The African Queen by C.S. Forester

What can I really say about the book The African Queen that isn’t already well-known as an award-winning movie? Originally published in 1935, this exceptional book was fairly closely reproduced in the movie in 1951 with relatively minor changes, the most obvious being that the main male character, Charlie Allnutt, was (and is) written as a Cockney character, whereas Humphrey Bogart, who played the role, was unable to carry this accent off and the character was rewritten. The time period of the story is the WWI-era in what is now called Tanzania. This book is a wonderfully exhilarating and inspiring story of faith, craftsmanship, relationship and adventure; a veritable roller-coaster ride.

The characters are very consistent in their growth and change, and Rose, the missionary’s sister left alone in Central Africa when her brother dies, shows her true spunk, tenacity and passion previously hidden in the type of life she had led in the past. Allnutt also grows in creativity, strength of character, and realization of self. The combination is volatile, electric, and passionate by turns and the interaction plays out well. Rose’s determination to “do her part for the Empire” so to speak, clashes with Allnutt’s wish to remain alive. He knows the rivers and the delicate condition of his boat, African Queen. He also is aware that nothing except a canoe has ever even attempted to go down the miles of rapids and cataracts she is proposing to do in order to reach Lake Wittelsbach. This is where the German gunboat Konigin Luise is patrolling to keep the British from gaining access to the German colony in Central Africa. Her proposal includes the destruction of this vessel.

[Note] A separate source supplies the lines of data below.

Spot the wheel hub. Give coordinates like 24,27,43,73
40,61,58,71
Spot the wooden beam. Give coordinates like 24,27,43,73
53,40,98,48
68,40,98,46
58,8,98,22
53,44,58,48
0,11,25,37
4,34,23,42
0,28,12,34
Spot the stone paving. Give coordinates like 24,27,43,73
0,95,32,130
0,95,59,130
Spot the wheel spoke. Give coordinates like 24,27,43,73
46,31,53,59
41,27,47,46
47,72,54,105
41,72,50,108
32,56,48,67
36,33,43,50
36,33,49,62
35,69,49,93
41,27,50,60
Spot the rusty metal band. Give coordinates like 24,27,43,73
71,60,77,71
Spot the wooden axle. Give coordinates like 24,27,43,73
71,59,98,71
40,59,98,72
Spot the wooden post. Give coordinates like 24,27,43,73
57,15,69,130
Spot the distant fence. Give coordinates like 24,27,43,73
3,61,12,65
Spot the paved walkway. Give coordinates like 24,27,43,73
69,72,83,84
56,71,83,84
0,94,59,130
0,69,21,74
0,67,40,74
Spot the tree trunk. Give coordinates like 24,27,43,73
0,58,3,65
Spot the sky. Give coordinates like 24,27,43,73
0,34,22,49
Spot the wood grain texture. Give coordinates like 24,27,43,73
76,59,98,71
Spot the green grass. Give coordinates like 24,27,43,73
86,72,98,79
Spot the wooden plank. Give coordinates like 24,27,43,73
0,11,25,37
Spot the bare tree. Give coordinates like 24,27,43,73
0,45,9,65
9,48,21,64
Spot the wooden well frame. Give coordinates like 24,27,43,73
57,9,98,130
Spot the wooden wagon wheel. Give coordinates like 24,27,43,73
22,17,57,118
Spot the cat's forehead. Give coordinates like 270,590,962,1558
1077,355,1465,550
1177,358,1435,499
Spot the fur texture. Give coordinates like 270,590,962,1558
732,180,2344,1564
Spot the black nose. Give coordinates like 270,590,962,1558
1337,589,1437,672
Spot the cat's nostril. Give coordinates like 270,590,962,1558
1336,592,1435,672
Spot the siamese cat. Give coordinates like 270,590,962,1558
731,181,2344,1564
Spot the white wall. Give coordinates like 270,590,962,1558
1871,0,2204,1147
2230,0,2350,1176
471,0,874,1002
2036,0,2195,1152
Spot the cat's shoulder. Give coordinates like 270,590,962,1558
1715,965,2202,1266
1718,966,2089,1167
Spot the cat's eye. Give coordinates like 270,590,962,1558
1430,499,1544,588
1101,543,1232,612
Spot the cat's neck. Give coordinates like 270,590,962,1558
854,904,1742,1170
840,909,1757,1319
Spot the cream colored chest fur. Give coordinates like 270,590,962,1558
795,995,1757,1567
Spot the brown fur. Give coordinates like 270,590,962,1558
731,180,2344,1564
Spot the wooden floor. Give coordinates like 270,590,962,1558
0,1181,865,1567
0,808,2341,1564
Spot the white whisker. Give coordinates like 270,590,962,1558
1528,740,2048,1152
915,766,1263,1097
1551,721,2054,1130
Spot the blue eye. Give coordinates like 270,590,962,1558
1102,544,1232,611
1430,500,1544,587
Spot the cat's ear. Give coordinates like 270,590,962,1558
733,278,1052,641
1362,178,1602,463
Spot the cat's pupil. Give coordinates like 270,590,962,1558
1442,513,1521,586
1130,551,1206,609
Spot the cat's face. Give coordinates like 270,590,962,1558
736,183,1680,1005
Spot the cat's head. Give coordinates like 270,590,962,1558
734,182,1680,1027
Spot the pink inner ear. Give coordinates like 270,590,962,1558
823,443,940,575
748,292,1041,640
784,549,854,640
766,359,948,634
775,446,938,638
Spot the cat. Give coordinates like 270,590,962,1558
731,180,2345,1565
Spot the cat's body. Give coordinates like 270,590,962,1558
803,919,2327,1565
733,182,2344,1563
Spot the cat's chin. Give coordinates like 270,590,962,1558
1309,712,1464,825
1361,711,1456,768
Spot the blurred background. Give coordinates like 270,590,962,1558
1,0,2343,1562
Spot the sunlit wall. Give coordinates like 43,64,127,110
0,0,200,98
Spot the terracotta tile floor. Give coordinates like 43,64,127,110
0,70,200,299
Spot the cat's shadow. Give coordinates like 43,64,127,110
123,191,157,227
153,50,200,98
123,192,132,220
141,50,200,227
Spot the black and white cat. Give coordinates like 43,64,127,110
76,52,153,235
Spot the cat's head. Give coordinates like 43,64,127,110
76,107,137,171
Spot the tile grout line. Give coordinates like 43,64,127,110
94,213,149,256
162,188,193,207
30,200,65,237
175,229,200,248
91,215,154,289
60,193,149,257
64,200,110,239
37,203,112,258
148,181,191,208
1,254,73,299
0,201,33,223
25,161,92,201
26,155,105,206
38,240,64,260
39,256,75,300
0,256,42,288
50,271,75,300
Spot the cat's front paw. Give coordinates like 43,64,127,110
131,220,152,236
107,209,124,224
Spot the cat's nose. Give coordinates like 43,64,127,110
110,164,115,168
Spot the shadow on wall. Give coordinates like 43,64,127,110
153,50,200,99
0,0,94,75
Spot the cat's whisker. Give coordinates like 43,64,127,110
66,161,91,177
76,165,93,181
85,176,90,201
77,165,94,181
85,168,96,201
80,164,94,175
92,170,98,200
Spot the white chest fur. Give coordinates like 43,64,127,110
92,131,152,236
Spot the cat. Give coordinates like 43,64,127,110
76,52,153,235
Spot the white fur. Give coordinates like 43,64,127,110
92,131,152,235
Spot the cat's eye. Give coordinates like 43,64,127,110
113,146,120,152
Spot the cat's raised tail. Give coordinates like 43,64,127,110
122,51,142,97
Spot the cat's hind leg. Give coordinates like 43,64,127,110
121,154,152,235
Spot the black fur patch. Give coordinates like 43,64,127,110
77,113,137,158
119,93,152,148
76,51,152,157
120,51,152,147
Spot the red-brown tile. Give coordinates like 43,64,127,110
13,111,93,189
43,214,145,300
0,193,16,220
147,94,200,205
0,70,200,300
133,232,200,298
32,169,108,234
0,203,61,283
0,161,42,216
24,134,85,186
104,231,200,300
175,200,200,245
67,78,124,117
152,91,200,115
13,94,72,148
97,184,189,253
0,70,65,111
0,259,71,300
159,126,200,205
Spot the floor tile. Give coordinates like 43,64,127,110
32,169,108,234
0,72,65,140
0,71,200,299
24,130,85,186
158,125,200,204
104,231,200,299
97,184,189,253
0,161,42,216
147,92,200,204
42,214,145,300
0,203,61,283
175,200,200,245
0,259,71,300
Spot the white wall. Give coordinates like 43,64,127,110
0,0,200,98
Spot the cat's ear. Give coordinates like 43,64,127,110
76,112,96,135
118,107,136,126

Allnutt eventually agrees and with his engineering experience and handyman abilities, he decides that he after all can create torpedoes from items at hand. So begins the adventure of a lifetime. Malaria, torrential rains, lightning most nights, mosquitoes, flies and other insects in vast clouds around them, and damage to the boat, nothing gets in the way of their determination. I absolutely loved this book, the action, drama, excitement, and character was so complete, I almost felt myself running the rapids with them. Having loved the movie, I was surprised and delighted to find that the book had been reissued in 2006 and immediately purchased it. I am so glad I did. Once you get used to the cockney wording when Allnutt speaks, it reads beautifully. Adventure is definitely the most obvious, but the evolution of the characters is marvelous! I highly recommend this book for all the above reasons.